Materiabrasil – La bibliothèque des matériaux durables
Cette agence de design a une vision : utiliser des matériaux durables pour créer des objets sur mesure et respectueux de l’environnement. Au fil des différents projets réalisés, les fondateurs ont gardé une trace des matériaux utilisés et constitué une véritable bibliothèque de matériaux. Cette bibliothèque est aujourd’hui participative, gratuitement accessible en ligne et 10 nouveaux matériaux y sont enregistrés chaque semaine. Les matériaux durables sont souvent difficiles à identifier et comparer.
En les regroupant au même endroit et en les évaluant de façon identique, MateriaBrasil facilite les recherches des entreprises souhaitant initier ou approfondir une démarche d’écoconception.
En rendant ce service gratuitement, MateriaBrasil donne un véritable coup de pouce à l’écoconception au Brésil et la notoriété croissante de la bibliothèque aide l’agence à décrocher des missions. MateriaBrasil a notamment réalisé, en collaboration avec l’agence de design ZEBU, une commande de 45 000 souvenirs pour la FIFA lors du mondial de football 2014.

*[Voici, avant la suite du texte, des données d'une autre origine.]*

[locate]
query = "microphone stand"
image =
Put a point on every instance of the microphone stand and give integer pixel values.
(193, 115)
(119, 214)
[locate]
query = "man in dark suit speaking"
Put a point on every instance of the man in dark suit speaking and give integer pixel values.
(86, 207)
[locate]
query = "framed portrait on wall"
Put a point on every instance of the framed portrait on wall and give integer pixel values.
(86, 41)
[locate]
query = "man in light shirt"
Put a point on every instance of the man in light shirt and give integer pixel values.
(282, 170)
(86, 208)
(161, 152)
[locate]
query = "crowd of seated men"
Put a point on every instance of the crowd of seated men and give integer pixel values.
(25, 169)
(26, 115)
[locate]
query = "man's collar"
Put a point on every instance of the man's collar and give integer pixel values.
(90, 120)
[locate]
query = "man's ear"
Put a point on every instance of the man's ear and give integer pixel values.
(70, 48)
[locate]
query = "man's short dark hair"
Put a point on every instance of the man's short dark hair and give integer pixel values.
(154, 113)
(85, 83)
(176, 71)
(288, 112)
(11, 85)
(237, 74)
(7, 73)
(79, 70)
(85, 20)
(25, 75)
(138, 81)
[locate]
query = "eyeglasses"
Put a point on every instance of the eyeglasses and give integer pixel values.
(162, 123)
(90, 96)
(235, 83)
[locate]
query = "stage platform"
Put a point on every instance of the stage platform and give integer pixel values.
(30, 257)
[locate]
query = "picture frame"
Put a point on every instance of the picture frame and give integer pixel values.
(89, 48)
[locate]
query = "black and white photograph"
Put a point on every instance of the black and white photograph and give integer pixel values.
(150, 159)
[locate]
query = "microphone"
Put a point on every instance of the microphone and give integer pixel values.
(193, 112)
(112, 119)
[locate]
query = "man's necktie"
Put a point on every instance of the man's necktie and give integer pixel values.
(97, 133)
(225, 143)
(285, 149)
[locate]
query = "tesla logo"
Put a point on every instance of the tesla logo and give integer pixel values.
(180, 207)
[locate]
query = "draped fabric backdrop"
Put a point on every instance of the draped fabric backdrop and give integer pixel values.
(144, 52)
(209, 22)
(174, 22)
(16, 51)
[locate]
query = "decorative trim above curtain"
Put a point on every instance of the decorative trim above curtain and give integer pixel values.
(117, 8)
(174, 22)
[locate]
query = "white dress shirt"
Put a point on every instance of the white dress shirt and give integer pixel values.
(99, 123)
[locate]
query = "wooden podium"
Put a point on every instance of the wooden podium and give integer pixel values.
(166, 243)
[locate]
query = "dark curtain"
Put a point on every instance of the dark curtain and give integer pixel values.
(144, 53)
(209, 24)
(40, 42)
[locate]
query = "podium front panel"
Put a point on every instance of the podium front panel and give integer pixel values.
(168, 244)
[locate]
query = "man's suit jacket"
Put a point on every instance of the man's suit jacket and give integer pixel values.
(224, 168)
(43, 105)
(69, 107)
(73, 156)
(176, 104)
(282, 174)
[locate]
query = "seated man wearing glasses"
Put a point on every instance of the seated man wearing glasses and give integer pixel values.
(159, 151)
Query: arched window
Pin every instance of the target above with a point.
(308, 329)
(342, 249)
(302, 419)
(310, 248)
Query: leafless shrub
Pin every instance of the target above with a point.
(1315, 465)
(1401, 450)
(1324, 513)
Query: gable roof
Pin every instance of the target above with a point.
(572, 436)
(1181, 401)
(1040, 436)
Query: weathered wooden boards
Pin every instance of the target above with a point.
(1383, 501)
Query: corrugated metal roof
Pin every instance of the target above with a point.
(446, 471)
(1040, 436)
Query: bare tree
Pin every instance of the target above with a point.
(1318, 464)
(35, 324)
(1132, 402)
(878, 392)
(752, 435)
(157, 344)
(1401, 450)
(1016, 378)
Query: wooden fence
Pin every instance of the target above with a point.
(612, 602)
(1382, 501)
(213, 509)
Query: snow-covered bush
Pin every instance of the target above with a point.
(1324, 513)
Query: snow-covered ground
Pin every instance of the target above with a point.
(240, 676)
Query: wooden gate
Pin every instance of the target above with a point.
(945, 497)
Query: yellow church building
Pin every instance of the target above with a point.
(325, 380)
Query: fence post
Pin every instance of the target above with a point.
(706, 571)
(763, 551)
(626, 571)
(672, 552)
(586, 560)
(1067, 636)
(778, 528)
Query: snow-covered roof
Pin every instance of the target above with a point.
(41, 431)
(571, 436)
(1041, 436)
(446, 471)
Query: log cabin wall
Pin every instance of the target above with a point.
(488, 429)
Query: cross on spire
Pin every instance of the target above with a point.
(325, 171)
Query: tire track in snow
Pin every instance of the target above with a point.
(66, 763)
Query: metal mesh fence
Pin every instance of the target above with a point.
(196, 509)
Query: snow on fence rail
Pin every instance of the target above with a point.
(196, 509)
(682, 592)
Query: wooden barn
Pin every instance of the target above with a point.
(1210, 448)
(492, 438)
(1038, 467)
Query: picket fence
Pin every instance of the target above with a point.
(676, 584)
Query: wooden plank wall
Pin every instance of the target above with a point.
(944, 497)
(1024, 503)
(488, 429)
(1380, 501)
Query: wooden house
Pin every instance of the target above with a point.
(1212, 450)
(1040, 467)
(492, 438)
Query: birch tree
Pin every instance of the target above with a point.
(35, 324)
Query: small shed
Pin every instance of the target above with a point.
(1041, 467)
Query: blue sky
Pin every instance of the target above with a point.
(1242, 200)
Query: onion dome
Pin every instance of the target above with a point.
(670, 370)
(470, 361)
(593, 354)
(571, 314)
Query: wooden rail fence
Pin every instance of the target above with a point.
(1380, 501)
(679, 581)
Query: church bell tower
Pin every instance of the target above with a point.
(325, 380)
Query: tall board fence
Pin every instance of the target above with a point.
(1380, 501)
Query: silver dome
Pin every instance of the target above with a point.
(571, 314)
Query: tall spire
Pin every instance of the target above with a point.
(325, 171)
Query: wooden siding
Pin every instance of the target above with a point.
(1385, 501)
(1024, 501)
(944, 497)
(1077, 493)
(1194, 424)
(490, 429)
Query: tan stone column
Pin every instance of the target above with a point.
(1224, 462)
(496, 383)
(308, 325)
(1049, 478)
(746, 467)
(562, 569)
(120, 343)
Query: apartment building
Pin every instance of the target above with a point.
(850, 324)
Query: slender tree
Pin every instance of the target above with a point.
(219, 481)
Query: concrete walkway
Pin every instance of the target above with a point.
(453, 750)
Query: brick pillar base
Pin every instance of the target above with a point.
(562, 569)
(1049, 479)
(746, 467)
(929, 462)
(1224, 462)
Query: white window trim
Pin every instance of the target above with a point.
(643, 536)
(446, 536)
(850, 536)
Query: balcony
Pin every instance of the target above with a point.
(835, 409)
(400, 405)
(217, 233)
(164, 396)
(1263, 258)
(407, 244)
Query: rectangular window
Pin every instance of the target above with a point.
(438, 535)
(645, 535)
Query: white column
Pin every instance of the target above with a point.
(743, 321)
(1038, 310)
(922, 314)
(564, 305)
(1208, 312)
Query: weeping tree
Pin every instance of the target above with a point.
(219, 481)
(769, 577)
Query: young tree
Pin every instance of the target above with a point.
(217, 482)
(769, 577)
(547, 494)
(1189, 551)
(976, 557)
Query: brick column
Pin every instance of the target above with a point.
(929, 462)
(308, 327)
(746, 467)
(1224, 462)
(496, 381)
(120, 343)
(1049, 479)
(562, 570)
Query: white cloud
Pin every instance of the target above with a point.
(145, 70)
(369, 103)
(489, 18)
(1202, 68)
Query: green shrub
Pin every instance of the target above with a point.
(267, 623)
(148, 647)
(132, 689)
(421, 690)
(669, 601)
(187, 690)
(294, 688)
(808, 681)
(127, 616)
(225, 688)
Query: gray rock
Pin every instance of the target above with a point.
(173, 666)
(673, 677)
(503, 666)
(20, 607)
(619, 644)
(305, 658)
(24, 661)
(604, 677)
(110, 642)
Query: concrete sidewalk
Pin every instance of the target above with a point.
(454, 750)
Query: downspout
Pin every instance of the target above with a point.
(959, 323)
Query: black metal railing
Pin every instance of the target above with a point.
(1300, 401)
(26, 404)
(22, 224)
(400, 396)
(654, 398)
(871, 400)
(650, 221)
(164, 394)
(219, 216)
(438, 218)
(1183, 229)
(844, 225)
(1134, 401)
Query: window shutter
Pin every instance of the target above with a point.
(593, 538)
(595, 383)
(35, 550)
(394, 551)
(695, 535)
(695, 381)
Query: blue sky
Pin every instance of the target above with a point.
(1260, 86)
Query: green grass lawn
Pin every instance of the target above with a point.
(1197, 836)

Envie d’en savoir plus ? Découvrez notre étude de cas (https://lc.cx/4YNq) et jetez un œil à la bibliothèque : http://www.materiabrasil.com/explore
MateriaBrasil et ReCube :
Materiabrasil a partagé avec nous le set d’indicateurs qu’ils ont développé pour évaluer la durabilité de chacun des matériaux enregistrés sur la plate-forme. L’évaluation se fait de manière systématique et qualitative.
Nous avons également mené une réflexion sur les impacts de Materiabrasil avec sa bibliothèque de matériaux en open-source. La tache est d’autant plus ardue que la bibliothèque est dématérialisée : il n’est pas évident de recenser les utilisateurs, leurs projets et encore moins les résultats qu’ils ont obtenus. Les résultats sont qualitatifs et donnent une bonne idée des impacts possibles d’une démarche d’écoconception.
En voici quelques-uns à titre d’exemple :
Environnementaux :
Les informations sur le lieu de production permettent d’identifier un producteur proche et de réduire les émissions de CO2 liées à la chaîne logistique.
De nombreux matériaux biosourcés sont recensés sur MateriaBrasil. En se substituant à d’autres matériaux, ils limitent les impacts négatifs sur les milieux naturels dont ils sont extraits.
Sociaux :
La plate-forme met en avant les conditions de travail et la gouvernance au sein de l’entreprise productrice, chose rare dans un pays comme le Brésil.
Économique :
La plate-forme propose de mettre directement en relation l’utilisateur et le producteur, réduisant ainsi le nombre d’intermédiaires et le prix final du matériau.